Dies sind die Worte eines Wolfes mit einer langen Vergangenheit, doch wer ist er wirklich? Es ist kein leichtes den Charakter eines Wolfes so in Worte zu fassen, dass jene nicht wie eine Aufzählung von bedeutungslosen Begriffen scheinen, sondern einen Eindruck hinterlassen, doch trotzdem solltest du wissen, dass sich Tuarok durch eine innere Ruhe auszeichnet. Jener hat ein Ziel vor Augen, welches in weiter Ferne liegt und doch ist er nicht betrübt darüber, dass er es vielleicht niemals erreichen wird, sonder vielmehr glücklich über jeden Schritt, den er ihm näher kommt.
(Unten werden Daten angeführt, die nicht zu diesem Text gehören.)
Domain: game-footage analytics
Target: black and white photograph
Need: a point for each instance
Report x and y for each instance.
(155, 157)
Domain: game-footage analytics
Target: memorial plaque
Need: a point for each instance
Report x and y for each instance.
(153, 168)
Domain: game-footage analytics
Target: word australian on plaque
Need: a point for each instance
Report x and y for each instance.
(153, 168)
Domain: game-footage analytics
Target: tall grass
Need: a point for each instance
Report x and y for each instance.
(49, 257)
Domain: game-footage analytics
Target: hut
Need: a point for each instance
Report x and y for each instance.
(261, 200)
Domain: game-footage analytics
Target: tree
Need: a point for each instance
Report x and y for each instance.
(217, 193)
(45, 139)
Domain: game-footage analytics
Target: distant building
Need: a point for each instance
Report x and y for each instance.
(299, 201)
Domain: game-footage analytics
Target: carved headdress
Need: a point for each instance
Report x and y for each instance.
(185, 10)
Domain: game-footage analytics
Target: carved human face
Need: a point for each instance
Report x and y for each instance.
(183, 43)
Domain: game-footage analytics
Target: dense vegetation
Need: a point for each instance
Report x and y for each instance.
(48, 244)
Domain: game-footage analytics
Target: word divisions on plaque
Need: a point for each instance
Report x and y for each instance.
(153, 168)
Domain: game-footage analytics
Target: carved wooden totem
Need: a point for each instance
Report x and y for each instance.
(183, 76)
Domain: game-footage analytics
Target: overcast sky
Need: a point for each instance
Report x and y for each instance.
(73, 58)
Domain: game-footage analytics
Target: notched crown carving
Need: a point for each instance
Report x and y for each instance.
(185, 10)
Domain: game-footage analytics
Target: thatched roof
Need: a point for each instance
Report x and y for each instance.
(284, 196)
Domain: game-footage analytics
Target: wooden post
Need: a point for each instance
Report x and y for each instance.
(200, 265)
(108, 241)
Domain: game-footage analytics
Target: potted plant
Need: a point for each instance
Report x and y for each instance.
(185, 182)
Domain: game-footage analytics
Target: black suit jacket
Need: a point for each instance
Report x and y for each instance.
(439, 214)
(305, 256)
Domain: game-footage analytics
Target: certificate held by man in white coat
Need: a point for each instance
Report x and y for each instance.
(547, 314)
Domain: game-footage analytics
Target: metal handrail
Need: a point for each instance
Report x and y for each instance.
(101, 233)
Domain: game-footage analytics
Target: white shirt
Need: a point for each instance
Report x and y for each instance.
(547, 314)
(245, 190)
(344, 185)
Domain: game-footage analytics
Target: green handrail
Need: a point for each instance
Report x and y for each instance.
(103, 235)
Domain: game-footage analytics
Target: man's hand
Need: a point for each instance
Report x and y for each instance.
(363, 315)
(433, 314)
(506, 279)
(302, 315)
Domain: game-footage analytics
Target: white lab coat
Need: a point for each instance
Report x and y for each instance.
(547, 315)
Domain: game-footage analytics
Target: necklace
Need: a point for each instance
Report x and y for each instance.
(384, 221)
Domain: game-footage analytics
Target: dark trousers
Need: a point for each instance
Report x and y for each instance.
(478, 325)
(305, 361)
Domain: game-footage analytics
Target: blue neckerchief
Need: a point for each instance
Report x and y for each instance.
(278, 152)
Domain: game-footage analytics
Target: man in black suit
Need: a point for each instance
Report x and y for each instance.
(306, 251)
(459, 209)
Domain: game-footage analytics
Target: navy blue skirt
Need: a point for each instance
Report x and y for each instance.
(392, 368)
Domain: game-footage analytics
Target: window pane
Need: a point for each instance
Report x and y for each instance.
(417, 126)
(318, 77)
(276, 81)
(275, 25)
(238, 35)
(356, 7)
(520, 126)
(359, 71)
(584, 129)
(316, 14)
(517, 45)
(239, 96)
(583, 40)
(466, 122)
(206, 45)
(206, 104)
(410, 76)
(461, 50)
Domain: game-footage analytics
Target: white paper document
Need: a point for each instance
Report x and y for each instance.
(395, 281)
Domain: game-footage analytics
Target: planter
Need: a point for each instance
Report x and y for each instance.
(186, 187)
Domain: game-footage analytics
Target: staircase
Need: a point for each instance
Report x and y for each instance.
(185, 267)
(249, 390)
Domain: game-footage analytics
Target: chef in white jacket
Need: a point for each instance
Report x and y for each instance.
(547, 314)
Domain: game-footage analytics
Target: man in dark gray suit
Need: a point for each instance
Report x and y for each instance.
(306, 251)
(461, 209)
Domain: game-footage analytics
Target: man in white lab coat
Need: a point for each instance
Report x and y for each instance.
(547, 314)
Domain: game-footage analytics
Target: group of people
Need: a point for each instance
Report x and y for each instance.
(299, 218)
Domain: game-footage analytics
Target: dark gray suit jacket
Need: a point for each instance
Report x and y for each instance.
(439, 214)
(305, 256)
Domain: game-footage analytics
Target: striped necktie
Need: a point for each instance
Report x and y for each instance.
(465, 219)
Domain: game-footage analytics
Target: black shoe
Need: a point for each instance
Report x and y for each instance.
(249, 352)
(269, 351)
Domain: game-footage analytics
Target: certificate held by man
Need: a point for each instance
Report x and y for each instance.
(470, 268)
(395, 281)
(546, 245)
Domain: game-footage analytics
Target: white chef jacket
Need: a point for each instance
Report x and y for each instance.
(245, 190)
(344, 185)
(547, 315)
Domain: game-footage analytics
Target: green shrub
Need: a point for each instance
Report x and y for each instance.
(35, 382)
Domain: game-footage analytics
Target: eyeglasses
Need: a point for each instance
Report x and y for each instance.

Zufriedenheit durch Genügsamkeit, dies ist ein Gut des Altwolfes, welches seine Gelassenheit widerspiegelt, denn auch in den härtesten Wintern und in Zeiten des Hungers, wenn andere nur mit verfinsterter Miene dreinblicken, gibt es Dinge, die ihn zum Lächeln bringen. Es mag vielleicht egoistisch erscheine, glücklich zu sein, während andere um ihn herum Leid verspüren, doch würde es ihnen mehr Helfen, wenn er ihr Leid teilen würde, statt ihnen mit einer hoffnungsvolle Miene entgegenzutreten?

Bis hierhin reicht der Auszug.